Corriere dello Sport (R.Maida) – Non è vero che Totti divide. Totti unisce. Basta vedere cosa succede allo stadio, anzi in tutti gli stadi, quando si alza dalla panchina anche solo per un breve riscaldamento, quello rituale di fine primo tempo. Parte un applauso, poi un altro, e alla fine l’ovazione. Figurarsi quando entra in campo, anche per pochi secondi. L’Olimpico si accende di speranza e curiosità, come osserva spesso Spalletti, mentre nei siti avversari la gente ne riconosce l’unicità accogliendolo amichevolmente.
COSI’ NO – Ed è strano constatare che un fuoriclasse planetario, un’icona universalmente apprezzata, venga trattato con garbo discutibile soprattutto in casa propria.

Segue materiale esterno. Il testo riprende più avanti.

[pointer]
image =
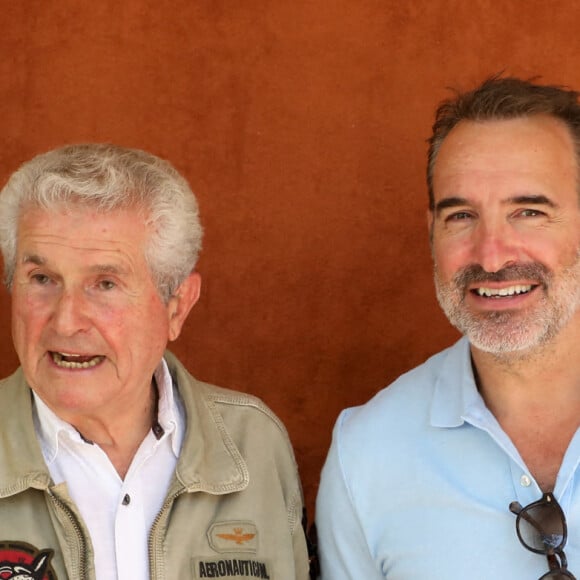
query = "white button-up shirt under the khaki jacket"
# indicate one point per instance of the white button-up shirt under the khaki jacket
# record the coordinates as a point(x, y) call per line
point(118, 513)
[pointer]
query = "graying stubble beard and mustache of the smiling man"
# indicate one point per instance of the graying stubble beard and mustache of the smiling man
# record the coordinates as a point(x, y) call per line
point(512, 331)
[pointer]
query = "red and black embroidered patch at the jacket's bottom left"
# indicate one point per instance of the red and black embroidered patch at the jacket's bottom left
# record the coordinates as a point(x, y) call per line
point(21, 561)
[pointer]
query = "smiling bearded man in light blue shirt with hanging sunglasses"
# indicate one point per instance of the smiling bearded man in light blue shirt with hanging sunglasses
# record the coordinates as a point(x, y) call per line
point(467, 466)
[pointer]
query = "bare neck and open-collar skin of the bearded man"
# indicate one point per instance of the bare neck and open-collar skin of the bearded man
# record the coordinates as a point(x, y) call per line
point(535, 396)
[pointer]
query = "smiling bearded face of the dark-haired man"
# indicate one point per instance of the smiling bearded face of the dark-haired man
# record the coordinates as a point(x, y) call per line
point(506, 231)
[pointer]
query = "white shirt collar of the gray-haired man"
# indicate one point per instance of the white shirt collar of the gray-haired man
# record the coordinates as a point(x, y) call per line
point(50, 428)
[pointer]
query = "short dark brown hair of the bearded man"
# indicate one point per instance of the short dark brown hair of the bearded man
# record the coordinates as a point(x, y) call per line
point(500, 98)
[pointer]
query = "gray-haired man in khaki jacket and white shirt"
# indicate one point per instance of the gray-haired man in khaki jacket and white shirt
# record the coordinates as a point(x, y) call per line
point(114, 461)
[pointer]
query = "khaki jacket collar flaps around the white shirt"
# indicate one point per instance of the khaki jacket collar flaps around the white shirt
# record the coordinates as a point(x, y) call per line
point(209, 460)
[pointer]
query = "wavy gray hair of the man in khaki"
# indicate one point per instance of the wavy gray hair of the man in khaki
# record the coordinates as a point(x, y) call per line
point(108, 177)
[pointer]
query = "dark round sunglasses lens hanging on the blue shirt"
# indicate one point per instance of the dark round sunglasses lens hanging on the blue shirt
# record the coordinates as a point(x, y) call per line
point(541, 528)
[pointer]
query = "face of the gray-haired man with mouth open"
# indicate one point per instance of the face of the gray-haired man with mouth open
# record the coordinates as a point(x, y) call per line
point(89, 326)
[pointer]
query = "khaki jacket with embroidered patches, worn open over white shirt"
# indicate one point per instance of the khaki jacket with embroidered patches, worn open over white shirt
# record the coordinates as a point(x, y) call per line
point(233, 509)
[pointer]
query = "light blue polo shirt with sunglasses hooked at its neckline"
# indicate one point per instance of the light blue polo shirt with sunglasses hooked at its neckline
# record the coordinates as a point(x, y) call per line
point(418, 482)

Non solo dall’allenatore, con il quale i rapporti sono tesi da anni, ma anche da parte della tifoseria, la minoranza aggressiva da social network che si riconosce viva solo insultando il prossimo e non frequentando il mondo reale. Gran parte dei romanisti comunque non capisce. «Rispettate il capitano», il nostro titolo del giorno di Pasqua, ha ispirato dibattito e critiche. Perché Totti gioca quattro minuti e non trenta? Se è un giocatore come gli altri, ha diritto ad essere impiegato quando serve di più alla squadra, compatibilmente con i 40 anni e mezzo di età, e non quando i risultati sono chiusi o almeno compromessi. Altrimenti tanto vale usarlo come capitano non giocatore, come guida psicologica per i compagni. Fabrizio Grassetti, presidente dell’Unione Tifosi Romanisti, ammette di essere molto perplesso: «Una gestione così non ha senso e fa male a chiunque voglia bene alla Roma. Non entro nelle questioni personali tra allenatore e capitano, che riguardano solo loro due, ma se Francesco è in grado di giocare bisogna lasciargli il tempo di incidere, anche per l’entusiasmo che trasmette ai compagni e alla gente. Non credo che Spalletti sia un sadico. Credo però che un campione come Totti non meriti di essere utilizzato in questa maniera».
E IL CLUB? – Francesco Lotito, presidente dell’Associazione Italiana Roma Club, sposta invece l’attenzione sul ruolo dei dirigenti: «La vicenda è strana e non è mai stata gestita. Spalletti fa l’allenatore, io non sono in grado di capire se Totti meriti di giocare di più o di meno perché non vedo gli allenamenti. Da tifoso non sono d’accordo, chiaro. Ma la società non interviene mai. Visti i precedenti, sarebbe stato necessario un lavoro di mediazione. Pallotta è stato a Roma il mese scorso: perché non lo ha incontrato? Sarebbe stata anche l’occasione di pianificare un futuro da dirigente che non è stato ancora definito: di sicuro Totti non accetterebbe di fare la foca ammaestrata in giro per eventi…».
FUTURO – Proprio l’imminente addio al calcio giocato è uno dei temi che Totti e la Roma dovranno affrontare nelle prossime settimane. A Trigoria sono giustamente più preoccupati di difendere il secondo posto, che garantisce la Champions League e una salubre continuità aziendale, e di sciogliere i nodi più urgenti, a cominciare dalla scelta sull’allenatore. Ma anche Totti aspetta di scoprire se in società troverà un ruolo dirigenziale di suo gradimento. Pallotta è intenzionato a offrirgli un incarico nel marketing o comunque fuori dall’area tecnica, che sarà al completo dopo l’arrivo del direttore sportivo Monchi (considerando anche il ruolo centrale di Franco Baldini, manovratore a distanza di molte strategie societarie). Totti invece per restare alla Roma e onorare il contratto di sei anni vorrebbe incidere di più sugli elementi sportivi del club. Staremo a vedere. Anche qui in fondo è solo una questione di rispetto.